The government concedes simple negligence for the loss of the recording, but contends that any finding of gross negligence is clearly erroneous. However, as the government correctly points out, the judge never did make a clear finding of gross negligence. In any event, the judge’s finding that the government’s loss of the required statement was due to its negligence is amply supported by evidence in the record and necessarily triggers the totality of circumstances test described above to determine an appropriate remedy for the Jencks Act violation.

There is no evidence that the government destroyed the statement in “good faith” or was otherwise blameless in its destruction. See, e.g., Carrasco, 537 F.2d at 376; Lewis, 38 M.J. at 508 (citing Jarrie, 5 M.J. at 195). Beyond that, the government simply disagrees with the judge’s exercise of her discretion as to the proper remedy. Any disagreement any of us might have with the judge’s exercise of discretion under these circumstances is no basis for relief under Article 62. See Baker, 70 M.J. at 288 (“[T]he question is not whether a reviewing court might disagree with the trial court’s findings, but whether those findings are ‘fairly supported by the record.’”) (citation omitted). Indeed the law demands that we respect and defend the reasoned exercise of a trial judge’s discretion in cases such as these and so we do here.

Slip op. at 6-7.

Last Monday, October 20, the Judge Advocate General of the Army certified the case to CAAF:

No. 15-0112/AR. U.S. v.
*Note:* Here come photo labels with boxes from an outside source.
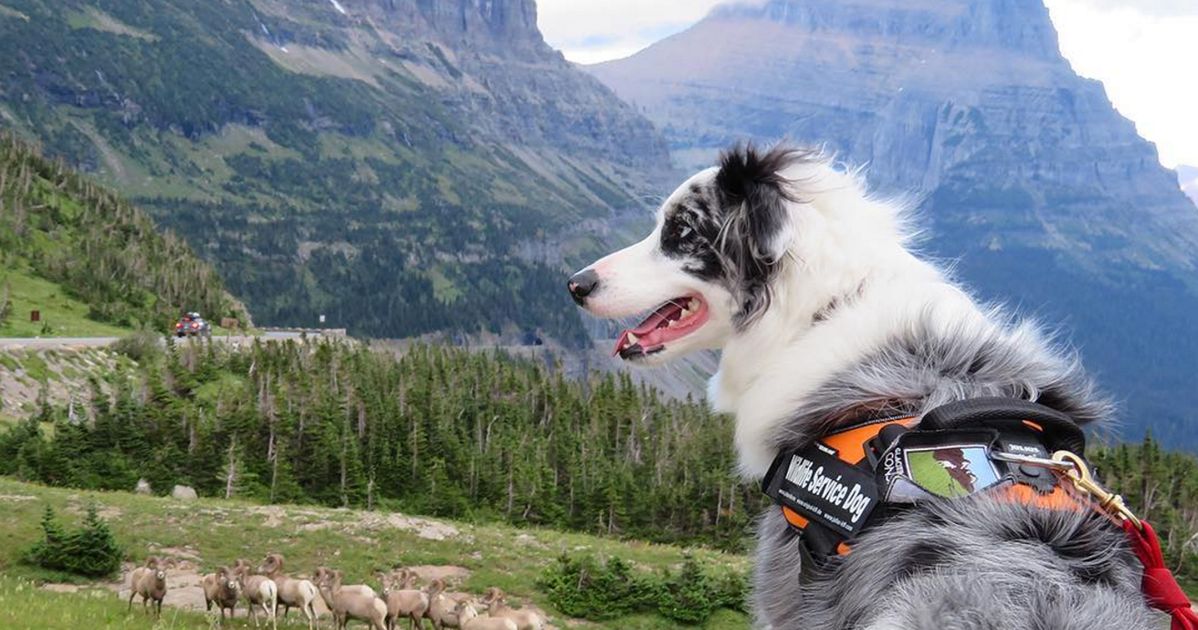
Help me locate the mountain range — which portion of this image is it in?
[0,0,1198,447]
[587,0,1198,447]
[1178,164,1198,204]
[0,0,670,345]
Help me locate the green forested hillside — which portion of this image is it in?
[0,343,762,550]
[0,341,1198,576]
[0,133,244,334]
[0,0,667,345]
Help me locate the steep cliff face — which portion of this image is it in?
[588,0,1198,444]
[0,0,670,344]
[1178,164,1198,204]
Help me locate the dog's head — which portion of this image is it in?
[569,146,812,363]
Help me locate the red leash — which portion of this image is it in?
[1052,450,1198,630]
[1124,519,1198,630]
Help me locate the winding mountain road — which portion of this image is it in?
[0,331,303,350]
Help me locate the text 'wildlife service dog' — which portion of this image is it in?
[569,146,1192,630]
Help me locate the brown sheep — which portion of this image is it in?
[232,559,279,629]
[127,556,175,617]
[200,567,241,625]
[319,570,387,630]
[380,569,429,630]
[258,553,320,630]
[455,601,516,630]
[483,587,545,630]
[424,580,458,630]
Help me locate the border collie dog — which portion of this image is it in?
[569,146,1161,630]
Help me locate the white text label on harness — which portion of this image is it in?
[776,444,877,535]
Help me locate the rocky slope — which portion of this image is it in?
[1178,164,1198,204]
[588,0,1198,446]
[0,0,668,344]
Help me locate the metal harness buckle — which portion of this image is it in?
[1052,450,1144,529]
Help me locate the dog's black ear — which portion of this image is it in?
[715,145,812,328]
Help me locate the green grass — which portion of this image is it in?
[0,575,214,630]
[0,269,132,337]
[0,478,749,629]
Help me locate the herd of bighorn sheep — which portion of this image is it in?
[128,553,545,630]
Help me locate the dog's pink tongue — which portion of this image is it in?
[612,302,682,356]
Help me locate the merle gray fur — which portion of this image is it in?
[754,313,1161,630]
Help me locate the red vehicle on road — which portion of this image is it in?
[175,313,212,337]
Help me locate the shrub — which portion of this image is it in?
[25,504,123,577]
[538,555,746,625]
[113,331,163,363]
[539,555,659,622]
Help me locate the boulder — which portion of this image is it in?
[170,485,199,501]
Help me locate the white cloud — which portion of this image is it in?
[1047,0,1198,166]
[1049,0,1198,17]
[537,0,721,63]
[538,0,1198,166]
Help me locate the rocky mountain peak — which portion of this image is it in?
[349,0,551,54]
[709,0,1060,59]
[587,0,1198,444]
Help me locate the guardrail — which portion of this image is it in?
[259,327,350,337]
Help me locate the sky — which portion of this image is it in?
[537,0,1198,168]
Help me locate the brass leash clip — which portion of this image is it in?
[1052,450,1144,529]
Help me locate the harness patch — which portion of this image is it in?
[766,442,878,537]
[903,444,999,498]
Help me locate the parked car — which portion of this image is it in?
[175,313,212,337]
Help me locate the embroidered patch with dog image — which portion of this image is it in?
[903,444,1000,498]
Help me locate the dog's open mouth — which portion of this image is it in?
[613,296,707,361]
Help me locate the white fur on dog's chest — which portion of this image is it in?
[708,281,977,479]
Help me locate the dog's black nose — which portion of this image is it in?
[567,269,599,307]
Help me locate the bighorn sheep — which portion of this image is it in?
[455,601,516,630]
[380,569,429,630]
[200,567,241,625]
[258,553,319,630]
[424,578,459,630]
[319,570,387,630]
[232,559,279,629]
[127,556,175,617]
[483,587,545,630]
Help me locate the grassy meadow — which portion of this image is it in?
[0,478,749,629]
[0,269,131,337]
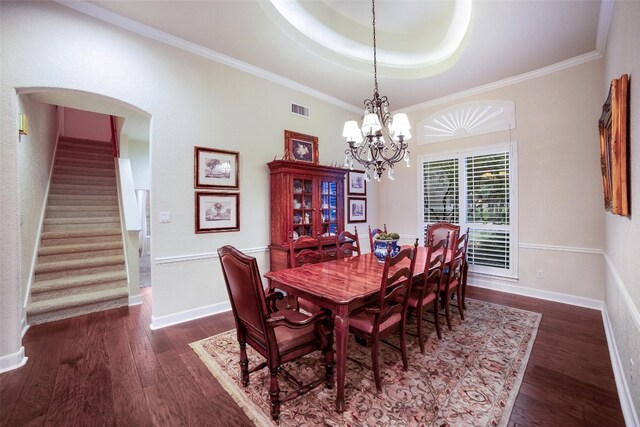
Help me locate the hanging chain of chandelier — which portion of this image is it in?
[342,0,411,181]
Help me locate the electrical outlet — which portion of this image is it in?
[160,212,171,223]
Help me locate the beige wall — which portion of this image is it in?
[18,95,58,320]
[379,60,604,303]
[600,1,640,412]
[127,139,151,190]
[62,108,111,141]
[0,2,376,355]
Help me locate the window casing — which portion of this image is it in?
[418,142,518,278]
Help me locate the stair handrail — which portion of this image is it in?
[109,116,120,157]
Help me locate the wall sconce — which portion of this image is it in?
[18,113,28,135]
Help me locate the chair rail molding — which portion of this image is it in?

Tahir L. MUWWAKKIL. CCA 20140536. Notice is hereby given that a certificate for review of the decision of the United States Army Court of Criminal Appeals on appeal by the United States under Article 62, Uniform Code of Military Justice, 10 U.S.C. § 862, and a supporting brief were filed under Rule 22, together with a motion to stay the proceedings on this 20th day of October, 2014, on the following issues:

I. WHETHER THE U.S. ARMY COURT OF CRIMINAL APPEALS ERRED IN ITS APPLICATION OF BOTH THE FEDERAL JENCKS ACT (18 U.S.C. § 3500) AND RULE FOR COURTS-MARTIAL 914.

II. WHETHER THE U.S. ARMY COURT OF CRIMINAL APPEALS ERRED IN ITS DEFERENCE TO THE MILITARY JUDGE’S FINDINGS AND CONCLUSIONS, AS SHE FAILED TO CONSIDER THE TOTALITY OF THE CASE, AND INSTEAD MADE A PRESUMPTION OF HARM BEFORE ORDERING AN EXTRAORDINARY REMEDY. SEE, e.g., KILLIAN v. UNITED STATES, 368 U.S. 231 (1961).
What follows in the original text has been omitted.